La sagesse populaire a cependant l’habitude d’opposer réalité & apparence en conférant la réalité aux choses tangibles (parce qu’étymologiquement « réel » vient du latin res [j’ai lu ça dans un dictionnaire] et qu’une chose serait réelle parce qu’elle est matérielle) & l’apparence aux manifestations de ces choses (à ce qu’on croit voir mais qui n’est peut-être qu’un leurre, qu’une construction de l’esprit). C’est ainsi, disait le Sérénissime Janvier Mauvoisin, que les « philosophes » distinguent les visions des phénomènes.
On ne va certainement pas demander aux pataphysiciens de généraliser ou de trancher si la seule certitude de réalité phénoménale est la pensée ou si, à l’inverse, la pensée crée des visions & des apparences (par exemple le mouvement apparent du soleil autour de la terre).
Jusqu’à ce que l’on sache scientifiquement que la terre tourne autour du soleil, la « vérité » était bien différente de celle qui est admise depuis. La réalité des choses dépend en premier lieu de l’état de nos connaissances et de notre angle de vue. C’est le paradoxe félin de Schrödinger, une chose ne devient vraie qu’à partir du moment où on en a connaissance. Paradoxe qui a ébranlé les « scientifiques » du XXe siècle vulgaire, mais qui est un principe de base des pataphysiciens depuis l’antiquité. Tant qu’on n’a pas observé les hommes dans leur caverne – vous savez, ceux qui ne sont jamais sortis et sont impressionnés par les ombres portées venant de l’extérieur – eh bien tant qu’on n’a pas jeté un œil dans et hors la caverne pour savoir ce qui s’y passe, personne – pas même Platon – ne peut affirmer si les ombres sont en réalité des dieux ou les dieux en réalité des ombres.

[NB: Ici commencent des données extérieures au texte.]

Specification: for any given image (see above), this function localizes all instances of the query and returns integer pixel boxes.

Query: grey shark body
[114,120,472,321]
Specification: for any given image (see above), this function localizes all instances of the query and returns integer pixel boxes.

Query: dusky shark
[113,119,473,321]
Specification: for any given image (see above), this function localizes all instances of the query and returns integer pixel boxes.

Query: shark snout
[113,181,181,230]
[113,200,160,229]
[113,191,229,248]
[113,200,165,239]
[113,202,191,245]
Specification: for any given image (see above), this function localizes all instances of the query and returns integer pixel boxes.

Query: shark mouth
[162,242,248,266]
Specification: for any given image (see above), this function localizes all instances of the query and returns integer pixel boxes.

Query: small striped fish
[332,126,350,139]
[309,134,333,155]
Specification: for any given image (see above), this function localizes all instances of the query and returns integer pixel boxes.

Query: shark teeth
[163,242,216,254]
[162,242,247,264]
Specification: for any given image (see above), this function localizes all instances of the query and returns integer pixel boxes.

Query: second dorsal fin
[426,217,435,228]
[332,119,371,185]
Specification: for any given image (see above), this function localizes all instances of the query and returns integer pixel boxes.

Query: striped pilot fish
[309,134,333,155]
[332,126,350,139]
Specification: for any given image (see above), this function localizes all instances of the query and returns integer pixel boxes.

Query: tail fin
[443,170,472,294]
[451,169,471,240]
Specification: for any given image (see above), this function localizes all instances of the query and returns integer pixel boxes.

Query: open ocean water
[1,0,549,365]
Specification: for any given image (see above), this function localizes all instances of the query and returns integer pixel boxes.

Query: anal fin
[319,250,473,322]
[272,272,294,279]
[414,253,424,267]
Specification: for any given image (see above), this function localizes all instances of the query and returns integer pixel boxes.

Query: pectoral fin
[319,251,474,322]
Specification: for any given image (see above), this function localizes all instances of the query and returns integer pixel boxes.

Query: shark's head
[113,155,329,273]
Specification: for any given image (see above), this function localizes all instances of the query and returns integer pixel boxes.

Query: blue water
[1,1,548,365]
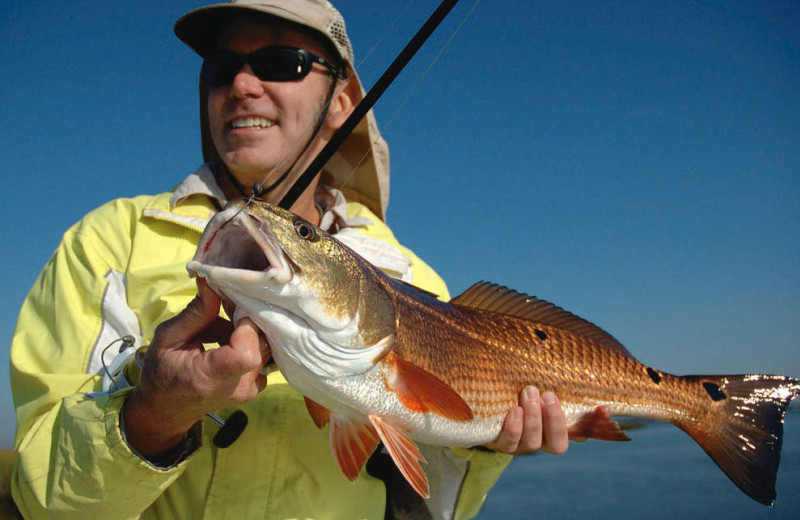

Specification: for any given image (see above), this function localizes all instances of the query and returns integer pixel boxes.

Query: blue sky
[1,0,798,450]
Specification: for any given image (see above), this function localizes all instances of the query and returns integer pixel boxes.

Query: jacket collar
[170,163,227,210]
[144,163,414,282]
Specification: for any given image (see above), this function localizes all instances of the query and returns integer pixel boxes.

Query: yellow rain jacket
[10,166,511,519]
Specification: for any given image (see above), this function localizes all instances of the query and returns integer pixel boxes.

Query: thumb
[154,278,222,349]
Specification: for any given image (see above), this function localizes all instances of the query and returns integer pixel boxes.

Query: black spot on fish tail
[646,367,662,384]
[703,382,727,401]
[678,374,800,505]
[534,329,548,340]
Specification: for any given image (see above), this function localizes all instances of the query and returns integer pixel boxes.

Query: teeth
[231,117,275,129]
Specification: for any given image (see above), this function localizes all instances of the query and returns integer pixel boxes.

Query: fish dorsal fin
[394,279,441,300]
[451,281,633,357]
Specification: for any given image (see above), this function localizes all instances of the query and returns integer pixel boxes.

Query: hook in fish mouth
[186,205,294,304]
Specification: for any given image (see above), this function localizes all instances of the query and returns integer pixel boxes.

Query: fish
[186,200,800,506]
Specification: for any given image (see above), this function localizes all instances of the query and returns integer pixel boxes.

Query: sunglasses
[201,45,343,87]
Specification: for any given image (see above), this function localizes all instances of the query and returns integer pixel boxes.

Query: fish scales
[186,200,800,505]
[383,278,672,424]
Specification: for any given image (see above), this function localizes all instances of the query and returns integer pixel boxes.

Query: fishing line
[226,71,353,221]
[353,0,418,78]
[329,0,483,203]
[251,74,339,196]
[238,1,420,213]
[242,1,424,206]
[278,0,464,212]
[226,0,474,222]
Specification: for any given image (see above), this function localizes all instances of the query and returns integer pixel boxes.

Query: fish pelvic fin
[384,352,473,421]
[330,414,381,482]
[568,406,631,442]
[678,374,800,506]
[304,396,330,429]
[369,414,430,498]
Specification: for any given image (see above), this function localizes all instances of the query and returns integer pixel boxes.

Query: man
[11,1,571,518]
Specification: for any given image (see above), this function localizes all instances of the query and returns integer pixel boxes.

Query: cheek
[207,89,227,136]
[274,83,328,126]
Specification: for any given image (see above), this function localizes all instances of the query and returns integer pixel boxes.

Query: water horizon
[480,411,800,519]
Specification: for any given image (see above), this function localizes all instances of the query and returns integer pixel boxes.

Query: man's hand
[483,386,575,455]
[124,278,271,458]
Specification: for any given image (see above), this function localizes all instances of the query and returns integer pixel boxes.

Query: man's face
[207,18,336,186]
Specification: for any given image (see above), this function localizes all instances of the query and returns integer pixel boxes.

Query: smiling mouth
[230,116,276,130]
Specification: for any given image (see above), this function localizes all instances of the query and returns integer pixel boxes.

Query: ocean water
[479,412,800,519]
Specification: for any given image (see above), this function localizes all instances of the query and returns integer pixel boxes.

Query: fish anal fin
[568,406,631,442]
[385,352,473,421]
[304,396,330,429]
[369,414,430,498]
[329,414,381,482]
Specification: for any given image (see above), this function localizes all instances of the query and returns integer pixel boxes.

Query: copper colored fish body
[187,200,800,506]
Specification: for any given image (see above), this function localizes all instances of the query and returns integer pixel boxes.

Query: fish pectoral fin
[329,414,381,482]
[368,414,430,499]
[304,396,330,429]
[384,352,473,421]
[568,406,631,442]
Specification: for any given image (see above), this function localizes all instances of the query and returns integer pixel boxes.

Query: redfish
[186,200,799,505]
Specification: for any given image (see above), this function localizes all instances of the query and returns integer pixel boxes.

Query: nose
[229,64,264,99]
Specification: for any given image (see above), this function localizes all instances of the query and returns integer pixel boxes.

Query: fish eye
[294,220,317,241]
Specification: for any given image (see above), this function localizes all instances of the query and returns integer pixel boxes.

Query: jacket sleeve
[10,201,197,519]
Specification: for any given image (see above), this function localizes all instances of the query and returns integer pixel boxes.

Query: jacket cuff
[117,398,202,470]
[103,389,201,473]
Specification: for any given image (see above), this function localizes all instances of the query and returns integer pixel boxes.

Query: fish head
[186,199,395,378]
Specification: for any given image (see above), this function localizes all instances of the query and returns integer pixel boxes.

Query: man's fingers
[195,316,235,345]
[540,391,569,455]
[487,406,523,454]
[516,386,544,453]
[153,279,222,349]
[206,318,268,377]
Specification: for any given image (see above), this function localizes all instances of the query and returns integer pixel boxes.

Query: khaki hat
[175,0,391,220]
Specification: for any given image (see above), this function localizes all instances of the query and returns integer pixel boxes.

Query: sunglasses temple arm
[278,0,461,211]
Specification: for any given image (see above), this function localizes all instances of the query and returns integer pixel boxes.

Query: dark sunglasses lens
[250,48,309,82]
[201,52,244,87]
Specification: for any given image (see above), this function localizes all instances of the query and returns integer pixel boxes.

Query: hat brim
[175,3,328,57]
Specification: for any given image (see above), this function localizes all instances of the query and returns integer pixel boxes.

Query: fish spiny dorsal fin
[451,281,634,357]
[394,278,441,300]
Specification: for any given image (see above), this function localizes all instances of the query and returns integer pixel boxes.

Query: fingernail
[541,391,557,405]
[524,386,539,404]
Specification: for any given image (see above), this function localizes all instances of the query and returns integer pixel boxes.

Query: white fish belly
[274,351,502,447]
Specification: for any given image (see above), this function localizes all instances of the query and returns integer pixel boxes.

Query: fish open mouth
[186,205,293,309]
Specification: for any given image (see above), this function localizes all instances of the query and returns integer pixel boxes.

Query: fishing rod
[275,0,462,210]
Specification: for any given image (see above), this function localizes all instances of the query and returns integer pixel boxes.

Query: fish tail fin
[677,374,800,506]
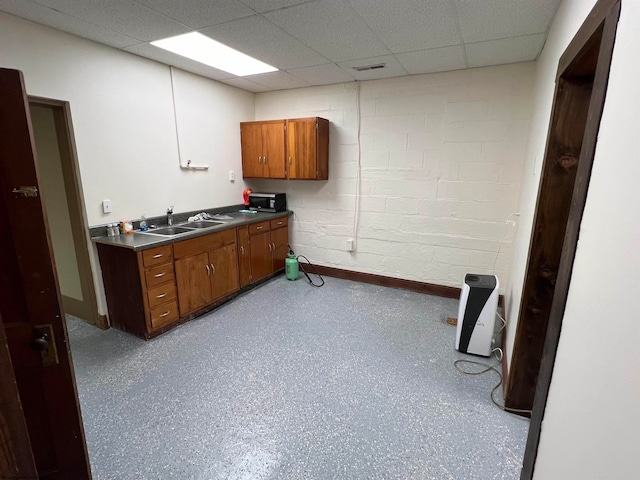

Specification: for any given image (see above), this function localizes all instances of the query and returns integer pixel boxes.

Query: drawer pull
[276,221,283,225]
[206,264,210,276]
[268,243,272,252]
[156,292,168,299]
[154,272,166,278]
[152,253,164,258]
[257,226,263,230]
[240,245,244,255]
[272,243,276,251]
[158,311,171,318]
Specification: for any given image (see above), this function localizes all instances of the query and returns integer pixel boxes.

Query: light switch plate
[228,170,235,182]
[102,199,112,214]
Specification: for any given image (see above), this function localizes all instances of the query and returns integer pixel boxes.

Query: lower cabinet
[174,229,239,317]
[238,217,289,286]
[97,215,288,340]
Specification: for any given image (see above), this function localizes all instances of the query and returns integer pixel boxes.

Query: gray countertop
[91,210,291,251]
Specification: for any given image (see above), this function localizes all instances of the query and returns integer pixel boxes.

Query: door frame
[520,0,621,477]
[28,96,103,328]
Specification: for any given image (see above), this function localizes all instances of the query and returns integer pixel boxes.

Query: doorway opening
[27,98,103,328]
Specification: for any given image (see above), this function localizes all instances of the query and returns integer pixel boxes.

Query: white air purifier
[455,274,499,357]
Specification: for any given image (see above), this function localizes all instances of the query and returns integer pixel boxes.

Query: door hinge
[12,186,38,197]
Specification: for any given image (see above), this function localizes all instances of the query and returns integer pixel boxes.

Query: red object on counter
[243,188,253,206]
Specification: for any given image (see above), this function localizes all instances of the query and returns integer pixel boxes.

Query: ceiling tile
[238,0,309,13]
[220,77,273,92]
[350,0,459,53]
[242,70,311,90]
[465,34,546,68]
[124,43,237,80]
[265,0,390,62]
[135,0,254,29]
[0,0,139,47]
[33,0,189,41]
[288,63,354,86]
[396,45,466,75]
[454,0,560,43]
[337,55,408,82]
[200,15,329,70]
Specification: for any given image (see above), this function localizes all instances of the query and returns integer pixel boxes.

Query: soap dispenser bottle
[140,215,148,232]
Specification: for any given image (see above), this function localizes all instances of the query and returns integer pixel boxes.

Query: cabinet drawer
[142,244,173,268]
[249,221,270,235]
[149,300,179,330]
[174,228,236,259]
[144,263,175,289]
[147,283,177,310]
[270,217,288,230]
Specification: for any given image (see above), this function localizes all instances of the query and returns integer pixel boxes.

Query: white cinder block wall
[253,63,534,291]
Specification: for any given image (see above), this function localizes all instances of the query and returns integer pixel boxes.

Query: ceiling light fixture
[151,32,277,77]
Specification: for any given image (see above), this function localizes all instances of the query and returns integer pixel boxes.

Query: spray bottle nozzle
[287,244,295,256]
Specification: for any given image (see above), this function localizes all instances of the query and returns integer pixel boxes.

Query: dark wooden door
[262,121,286,178]
[287,118,317,179]
[210,243,239,301]
[175,252,213,316]
[250,231,272,282]
[237,226,251,287]
[240,123,263,178]
[0,68,90,479]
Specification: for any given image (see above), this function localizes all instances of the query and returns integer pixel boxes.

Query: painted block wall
[0,12,254,314]
[528,1,640,479]
[253,63,534,291]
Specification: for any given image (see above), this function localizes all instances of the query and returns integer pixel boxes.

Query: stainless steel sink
[183,220,226,229]
[140,226,195,236]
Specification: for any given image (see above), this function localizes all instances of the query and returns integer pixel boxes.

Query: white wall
[0,12,254,315]
[532,1,640,479]
[254,64,533,291]
[504,0,598,366]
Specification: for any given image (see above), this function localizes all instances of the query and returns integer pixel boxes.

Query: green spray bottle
[285,245,299,281]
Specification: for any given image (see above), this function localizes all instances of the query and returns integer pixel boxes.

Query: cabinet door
[271,226,289,271]
[287,118,317,179]
[262,122,286,178]
[210,243,240,302]
[241,123,264,178]
[237,226,251,287]
[250,231,272,282]
[175,252,213,316]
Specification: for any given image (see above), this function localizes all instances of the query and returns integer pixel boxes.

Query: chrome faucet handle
[167,205,174,214]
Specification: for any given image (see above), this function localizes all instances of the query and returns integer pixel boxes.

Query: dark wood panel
[97,244,147,339]
[149,300,179,330]
[249,231,272,283]
[146,283,177,310]
[263,121,286,178]
[271,226,288,271]
[248,220,270,236]
[270,217,288,230]
[143,262,175,290]
[506,77,594,412]
[287,118,317,179]
[240,122,263,178]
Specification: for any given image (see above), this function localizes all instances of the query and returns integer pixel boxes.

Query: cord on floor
[454,347,532,415]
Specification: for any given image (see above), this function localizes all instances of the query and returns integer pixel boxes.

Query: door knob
[30,333,49,352]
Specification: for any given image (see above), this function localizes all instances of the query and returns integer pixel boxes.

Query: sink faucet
[167,206,174,226]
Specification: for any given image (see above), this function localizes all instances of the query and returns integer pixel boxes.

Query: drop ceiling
[0,0,561,92]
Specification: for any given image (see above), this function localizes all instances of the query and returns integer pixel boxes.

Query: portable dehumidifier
[455,274,499,357]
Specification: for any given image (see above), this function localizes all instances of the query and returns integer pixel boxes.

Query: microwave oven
[248,193,287,212]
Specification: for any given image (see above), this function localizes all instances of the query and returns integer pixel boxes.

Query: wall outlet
[228,170,235,182]
[346,238,355,252]
[102,199,112,214]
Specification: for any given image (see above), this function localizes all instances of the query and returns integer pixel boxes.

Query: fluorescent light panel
[151,32,277,77]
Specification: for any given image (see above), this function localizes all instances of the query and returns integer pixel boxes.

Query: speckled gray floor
[66,276,529,480]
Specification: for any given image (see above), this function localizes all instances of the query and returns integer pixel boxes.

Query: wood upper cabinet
[287,117,329,180]
[240,117,328,180]
[174,229,239,316]
[240,120,286,179]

La question du point de vue a bien évidemment été posée dans le chapitre du Faustroll qui définit la ’Pataphysique :
« Au lieu d’énoncer la loi de la chute des corps vers un centre, que ne préfère-t-on celle de l’ascension du vide vers une périphérie [1] ? »
Pour prendre un exemple très basique, pour études primaires, une sorte de cours inférieur de ’Pataphysique : lorsqu’on ouvre la main et qu’on laisse tomber un caillou apparemment banal au dessus d’une flaque d’eau, on voit le caillou tomber dans l’eau, à cause de la gravitation, de l’attirance des corps proportionnelle au produit de leur masse et inversement proportionnelle au carré de leur distance, de l’attraction terrestre, etc.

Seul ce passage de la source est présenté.